Cole came along and I started thinking about service dogs before we even got his Dravet diagnosis. I called 6 different agencies, and not one of them would place a seizure alert dog with a child under 5 years old. I was so frustrated. I wasn't sure if Cole was going to make it to age 5 (sad, but true). I went to the Dravet conference and saw multiple service dogs there. One person that I made friends with had just finished fundraising for her son, who was the same age as Cole, through 4 Paws for Ability. I had seen their website during my search, but they were in Ohio. I lived in Utah. I had not really delved into their mission. She explained to me about the fundraising and that they could place a dog with my son. That was all I needed.
I came home from that conference with an overwhelmed feeling, having just caught a glimpse of my future. I did, however, have a fresh resolve to get the very best for my son. I single handedly organized a fundraiser and I was not going to look back. To learn more about that part of our story, go back to the fall of 2010 in our archives.

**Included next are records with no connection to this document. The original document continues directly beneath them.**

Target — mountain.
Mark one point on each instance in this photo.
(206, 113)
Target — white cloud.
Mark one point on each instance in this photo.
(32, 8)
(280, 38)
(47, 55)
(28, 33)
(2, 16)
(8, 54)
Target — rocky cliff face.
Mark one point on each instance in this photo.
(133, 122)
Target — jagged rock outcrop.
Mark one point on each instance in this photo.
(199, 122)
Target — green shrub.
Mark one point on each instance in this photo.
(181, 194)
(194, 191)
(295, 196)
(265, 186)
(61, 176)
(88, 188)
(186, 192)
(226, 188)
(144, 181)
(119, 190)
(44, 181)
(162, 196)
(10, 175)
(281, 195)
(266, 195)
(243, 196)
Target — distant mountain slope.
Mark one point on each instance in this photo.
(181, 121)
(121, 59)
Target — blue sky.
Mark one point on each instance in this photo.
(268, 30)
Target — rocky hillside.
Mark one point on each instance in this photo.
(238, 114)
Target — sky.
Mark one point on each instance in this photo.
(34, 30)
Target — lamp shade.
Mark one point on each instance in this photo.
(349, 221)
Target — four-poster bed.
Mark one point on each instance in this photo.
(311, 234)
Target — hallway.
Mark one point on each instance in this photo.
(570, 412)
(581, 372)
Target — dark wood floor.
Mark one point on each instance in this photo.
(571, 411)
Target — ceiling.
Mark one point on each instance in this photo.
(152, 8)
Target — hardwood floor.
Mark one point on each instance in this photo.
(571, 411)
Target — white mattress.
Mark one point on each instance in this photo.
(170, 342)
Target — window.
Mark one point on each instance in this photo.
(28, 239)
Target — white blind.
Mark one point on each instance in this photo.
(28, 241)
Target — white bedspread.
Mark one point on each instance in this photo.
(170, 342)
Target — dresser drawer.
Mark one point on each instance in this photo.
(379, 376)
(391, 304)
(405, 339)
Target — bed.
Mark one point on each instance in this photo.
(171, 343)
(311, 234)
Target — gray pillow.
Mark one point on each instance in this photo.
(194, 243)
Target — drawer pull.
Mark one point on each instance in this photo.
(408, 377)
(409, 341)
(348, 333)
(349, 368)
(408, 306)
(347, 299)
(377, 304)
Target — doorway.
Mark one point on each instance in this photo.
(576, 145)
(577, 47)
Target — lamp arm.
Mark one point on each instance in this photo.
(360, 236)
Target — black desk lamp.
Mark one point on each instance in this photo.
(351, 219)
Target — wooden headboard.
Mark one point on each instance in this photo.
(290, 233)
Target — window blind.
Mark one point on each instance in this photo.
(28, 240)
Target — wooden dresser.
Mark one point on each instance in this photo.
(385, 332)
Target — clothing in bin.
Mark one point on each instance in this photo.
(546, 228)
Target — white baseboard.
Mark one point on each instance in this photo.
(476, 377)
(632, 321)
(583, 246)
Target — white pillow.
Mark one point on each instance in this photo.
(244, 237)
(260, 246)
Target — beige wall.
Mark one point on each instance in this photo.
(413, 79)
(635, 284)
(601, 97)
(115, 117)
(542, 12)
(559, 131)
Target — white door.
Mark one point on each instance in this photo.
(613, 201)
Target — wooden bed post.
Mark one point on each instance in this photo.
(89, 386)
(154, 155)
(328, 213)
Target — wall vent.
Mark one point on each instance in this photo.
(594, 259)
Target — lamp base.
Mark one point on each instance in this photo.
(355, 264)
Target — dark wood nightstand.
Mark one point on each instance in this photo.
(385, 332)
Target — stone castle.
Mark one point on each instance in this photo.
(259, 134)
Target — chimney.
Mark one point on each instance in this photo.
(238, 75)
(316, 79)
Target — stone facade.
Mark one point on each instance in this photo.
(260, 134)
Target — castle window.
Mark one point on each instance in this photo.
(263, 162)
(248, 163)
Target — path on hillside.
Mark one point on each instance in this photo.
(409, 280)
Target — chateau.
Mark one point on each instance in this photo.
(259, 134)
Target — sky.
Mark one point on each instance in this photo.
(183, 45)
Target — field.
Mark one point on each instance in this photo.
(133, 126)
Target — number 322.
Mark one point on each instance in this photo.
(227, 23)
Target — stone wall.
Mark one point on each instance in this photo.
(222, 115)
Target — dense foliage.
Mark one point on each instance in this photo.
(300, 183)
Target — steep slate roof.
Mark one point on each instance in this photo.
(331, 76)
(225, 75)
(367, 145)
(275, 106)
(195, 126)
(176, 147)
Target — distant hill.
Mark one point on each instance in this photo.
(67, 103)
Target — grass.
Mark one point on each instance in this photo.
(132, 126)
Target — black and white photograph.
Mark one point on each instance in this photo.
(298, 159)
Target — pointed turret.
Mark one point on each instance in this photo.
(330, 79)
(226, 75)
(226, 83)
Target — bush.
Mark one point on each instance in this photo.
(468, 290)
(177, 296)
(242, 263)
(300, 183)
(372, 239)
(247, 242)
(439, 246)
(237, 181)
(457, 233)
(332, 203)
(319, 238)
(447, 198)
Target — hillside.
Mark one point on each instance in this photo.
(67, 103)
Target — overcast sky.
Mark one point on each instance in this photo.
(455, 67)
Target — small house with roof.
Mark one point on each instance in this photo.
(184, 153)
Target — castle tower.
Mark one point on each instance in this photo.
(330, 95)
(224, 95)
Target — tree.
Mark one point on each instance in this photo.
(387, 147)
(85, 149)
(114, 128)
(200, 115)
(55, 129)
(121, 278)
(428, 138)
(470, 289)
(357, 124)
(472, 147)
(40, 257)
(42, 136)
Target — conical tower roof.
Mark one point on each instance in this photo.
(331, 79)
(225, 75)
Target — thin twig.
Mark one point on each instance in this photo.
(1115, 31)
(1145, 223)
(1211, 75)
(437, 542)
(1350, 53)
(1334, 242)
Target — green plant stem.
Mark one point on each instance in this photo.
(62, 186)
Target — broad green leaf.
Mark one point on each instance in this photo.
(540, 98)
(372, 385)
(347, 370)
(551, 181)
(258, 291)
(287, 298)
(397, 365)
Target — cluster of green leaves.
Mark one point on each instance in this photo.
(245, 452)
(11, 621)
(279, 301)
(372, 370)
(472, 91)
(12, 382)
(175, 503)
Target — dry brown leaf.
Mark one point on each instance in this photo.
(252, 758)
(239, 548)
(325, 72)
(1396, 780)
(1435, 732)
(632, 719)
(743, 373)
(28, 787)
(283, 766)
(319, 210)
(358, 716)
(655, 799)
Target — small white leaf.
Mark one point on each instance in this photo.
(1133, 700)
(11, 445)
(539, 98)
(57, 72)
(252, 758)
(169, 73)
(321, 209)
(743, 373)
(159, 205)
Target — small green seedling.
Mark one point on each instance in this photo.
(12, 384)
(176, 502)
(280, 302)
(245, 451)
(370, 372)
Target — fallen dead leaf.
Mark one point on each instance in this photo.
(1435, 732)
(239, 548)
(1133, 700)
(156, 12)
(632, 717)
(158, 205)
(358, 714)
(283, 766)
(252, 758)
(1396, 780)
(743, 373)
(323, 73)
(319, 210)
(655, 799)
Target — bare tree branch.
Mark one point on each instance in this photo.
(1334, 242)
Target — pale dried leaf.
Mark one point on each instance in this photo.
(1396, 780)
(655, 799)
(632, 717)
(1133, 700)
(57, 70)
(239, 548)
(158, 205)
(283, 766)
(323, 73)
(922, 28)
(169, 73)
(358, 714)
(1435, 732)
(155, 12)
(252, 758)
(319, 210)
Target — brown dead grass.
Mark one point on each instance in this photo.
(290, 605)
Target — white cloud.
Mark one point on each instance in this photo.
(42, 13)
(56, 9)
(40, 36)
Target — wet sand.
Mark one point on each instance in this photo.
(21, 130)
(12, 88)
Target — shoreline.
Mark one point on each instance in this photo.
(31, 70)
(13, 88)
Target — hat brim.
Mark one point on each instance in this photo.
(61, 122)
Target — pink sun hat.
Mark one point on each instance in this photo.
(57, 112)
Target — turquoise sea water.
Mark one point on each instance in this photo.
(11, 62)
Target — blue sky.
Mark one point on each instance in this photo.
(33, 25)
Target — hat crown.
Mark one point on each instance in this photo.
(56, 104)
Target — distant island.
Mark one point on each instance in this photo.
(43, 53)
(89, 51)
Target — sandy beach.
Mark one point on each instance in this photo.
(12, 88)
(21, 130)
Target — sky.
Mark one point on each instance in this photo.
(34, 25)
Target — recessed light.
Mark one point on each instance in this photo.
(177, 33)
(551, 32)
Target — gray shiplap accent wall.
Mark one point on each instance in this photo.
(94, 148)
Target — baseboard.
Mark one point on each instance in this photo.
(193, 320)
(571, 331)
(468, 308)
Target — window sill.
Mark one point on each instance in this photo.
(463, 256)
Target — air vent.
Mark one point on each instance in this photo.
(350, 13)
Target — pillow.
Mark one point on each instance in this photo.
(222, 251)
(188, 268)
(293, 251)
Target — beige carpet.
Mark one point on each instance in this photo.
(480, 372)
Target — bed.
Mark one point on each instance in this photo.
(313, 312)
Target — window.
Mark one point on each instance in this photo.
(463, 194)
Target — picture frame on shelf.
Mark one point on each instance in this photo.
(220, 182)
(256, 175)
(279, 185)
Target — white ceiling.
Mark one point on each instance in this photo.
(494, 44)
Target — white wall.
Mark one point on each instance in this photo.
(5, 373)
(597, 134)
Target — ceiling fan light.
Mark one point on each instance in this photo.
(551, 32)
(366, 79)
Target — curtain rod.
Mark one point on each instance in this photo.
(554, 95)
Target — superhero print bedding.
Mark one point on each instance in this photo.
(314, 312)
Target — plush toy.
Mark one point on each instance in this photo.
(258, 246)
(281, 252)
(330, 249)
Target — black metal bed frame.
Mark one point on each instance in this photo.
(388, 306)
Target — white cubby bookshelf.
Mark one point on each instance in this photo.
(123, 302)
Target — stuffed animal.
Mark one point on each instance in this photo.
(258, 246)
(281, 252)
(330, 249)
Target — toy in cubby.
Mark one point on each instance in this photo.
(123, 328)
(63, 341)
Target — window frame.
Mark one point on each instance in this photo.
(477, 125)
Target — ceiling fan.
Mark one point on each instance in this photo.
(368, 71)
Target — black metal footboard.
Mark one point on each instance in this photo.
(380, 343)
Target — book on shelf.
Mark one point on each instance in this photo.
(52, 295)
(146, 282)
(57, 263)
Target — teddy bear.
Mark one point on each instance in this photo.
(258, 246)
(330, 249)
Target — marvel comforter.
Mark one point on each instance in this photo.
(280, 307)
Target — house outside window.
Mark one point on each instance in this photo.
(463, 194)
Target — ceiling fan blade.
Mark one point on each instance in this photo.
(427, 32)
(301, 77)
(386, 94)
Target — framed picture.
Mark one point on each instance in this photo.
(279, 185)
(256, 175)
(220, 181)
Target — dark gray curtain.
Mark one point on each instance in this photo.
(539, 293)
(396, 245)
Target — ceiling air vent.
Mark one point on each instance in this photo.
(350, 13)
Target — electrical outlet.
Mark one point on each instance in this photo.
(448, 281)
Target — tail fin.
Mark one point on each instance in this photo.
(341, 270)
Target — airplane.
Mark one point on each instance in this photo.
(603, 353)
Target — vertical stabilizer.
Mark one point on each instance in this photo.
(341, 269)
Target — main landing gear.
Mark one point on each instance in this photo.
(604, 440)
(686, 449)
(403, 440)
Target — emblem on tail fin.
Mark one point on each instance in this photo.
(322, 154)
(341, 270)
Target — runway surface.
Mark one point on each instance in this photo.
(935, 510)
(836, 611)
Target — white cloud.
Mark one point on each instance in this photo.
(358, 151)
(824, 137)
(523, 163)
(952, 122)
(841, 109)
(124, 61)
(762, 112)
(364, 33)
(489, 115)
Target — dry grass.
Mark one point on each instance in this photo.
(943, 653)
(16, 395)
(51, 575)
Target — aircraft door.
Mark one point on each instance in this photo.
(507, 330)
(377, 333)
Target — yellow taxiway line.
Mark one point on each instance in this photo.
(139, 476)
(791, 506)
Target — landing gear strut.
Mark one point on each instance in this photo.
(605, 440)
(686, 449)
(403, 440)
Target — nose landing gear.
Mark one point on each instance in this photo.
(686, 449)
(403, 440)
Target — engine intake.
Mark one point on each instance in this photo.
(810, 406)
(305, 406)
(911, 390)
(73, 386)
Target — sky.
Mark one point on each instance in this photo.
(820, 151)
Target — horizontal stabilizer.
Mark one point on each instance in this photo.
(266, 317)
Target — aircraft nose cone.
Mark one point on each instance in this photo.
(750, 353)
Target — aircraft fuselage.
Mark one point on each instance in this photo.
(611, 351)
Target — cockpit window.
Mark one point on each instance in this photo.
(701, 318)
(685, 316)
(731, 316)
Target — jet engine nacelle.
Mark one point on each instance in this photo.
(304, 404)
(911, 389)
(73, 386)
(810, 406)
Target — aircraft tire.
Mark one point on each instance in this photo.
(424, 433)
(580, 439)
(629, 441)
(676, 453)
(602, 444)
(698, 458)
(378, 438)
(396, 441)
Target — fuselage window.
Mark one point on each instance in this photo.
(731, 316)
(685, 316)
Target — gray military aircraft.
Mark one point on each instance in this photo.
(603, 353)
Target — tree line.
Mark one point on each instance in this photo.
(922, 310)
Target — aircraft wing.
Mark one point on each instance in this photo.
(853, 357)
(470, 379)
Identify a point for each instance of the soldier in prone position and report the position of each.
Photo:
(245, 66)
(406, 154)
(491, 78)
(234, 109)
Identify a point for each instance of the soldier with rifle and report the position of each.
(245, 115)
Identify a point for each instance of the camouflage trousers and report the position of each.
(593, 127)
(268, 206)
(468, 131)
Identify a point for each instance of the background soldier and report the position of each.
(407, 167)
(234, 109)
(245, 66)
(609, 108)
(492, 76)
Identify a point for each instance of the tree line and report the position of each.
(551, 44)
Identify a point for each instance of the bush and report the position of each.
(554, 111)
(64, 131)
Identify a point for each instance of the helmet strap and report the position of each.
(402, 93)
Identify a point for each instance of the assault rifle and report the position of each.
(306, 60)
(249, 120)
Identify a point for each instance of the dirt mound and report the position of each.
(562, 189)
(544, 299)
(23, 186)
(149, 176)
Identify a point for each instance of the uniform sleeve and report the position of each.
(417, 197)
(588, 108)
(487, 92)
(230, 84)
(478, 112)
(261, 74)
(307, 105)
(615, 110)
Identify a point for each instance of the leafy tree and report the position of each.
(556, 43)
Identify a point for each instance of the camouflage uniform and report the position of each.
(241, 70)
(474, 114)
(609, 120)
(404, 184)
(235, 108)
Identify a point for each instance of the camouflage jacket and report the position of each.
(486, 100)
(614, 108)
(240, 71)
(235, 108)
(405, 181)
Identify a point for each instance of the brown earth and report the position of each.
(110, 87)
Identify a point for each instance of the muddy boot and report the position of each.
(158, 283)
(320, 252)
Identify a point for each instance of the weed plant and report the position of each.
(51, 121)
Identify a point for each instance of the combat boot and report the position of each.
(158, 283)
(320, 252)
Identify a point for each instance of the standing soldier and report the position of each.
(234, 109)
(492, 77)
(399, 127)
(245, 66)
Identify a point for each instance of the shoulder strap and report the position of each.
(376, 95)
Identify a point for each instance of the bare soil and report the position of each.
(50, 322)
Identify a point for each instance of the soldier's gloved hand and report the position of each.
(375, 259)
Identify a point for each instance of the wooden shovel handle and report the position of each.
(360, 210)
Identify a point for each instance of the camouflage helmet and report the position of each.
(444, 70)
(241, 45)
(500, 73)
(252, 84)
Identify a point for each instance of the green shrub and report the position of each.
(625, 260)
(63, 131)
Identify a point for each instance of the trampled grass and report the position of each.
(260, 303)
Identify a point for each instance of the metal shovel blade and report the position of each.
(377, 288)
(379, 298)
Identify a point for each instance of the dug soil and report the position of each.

We raised our money, got approved and had to hurry up and wait. Turns out that we had to wait longer than anticipated, but Slugger was worth every tear shed and every day that I thought, "I could really use that dog right about now!"
We finally got to meet our furry family member in October 2011 at 4 Paws for Ability. There is a lot of emotion that I still feel, 9 months later when I think of that day and this video.
Life with Slugger has not been easy. It is really like bringing another baby into the family-one that sheds! All of that training, all of those commands have now become second nature. There are still bumps in the road, but he truly is the perfect dog for Cole. He is so patient and has the perfect personality to fit in with us.To those of you who are thinking about getting a service dog, I say-Do it. It will not be easy, but the rewards that you get are a totally worth it. Slugger has brought so much to our family.
So even though he does dumb things sometimes and there are days when I wish that I could shave him, he is my baby's best friend and guardian angel here on earth. I would not have it any other way.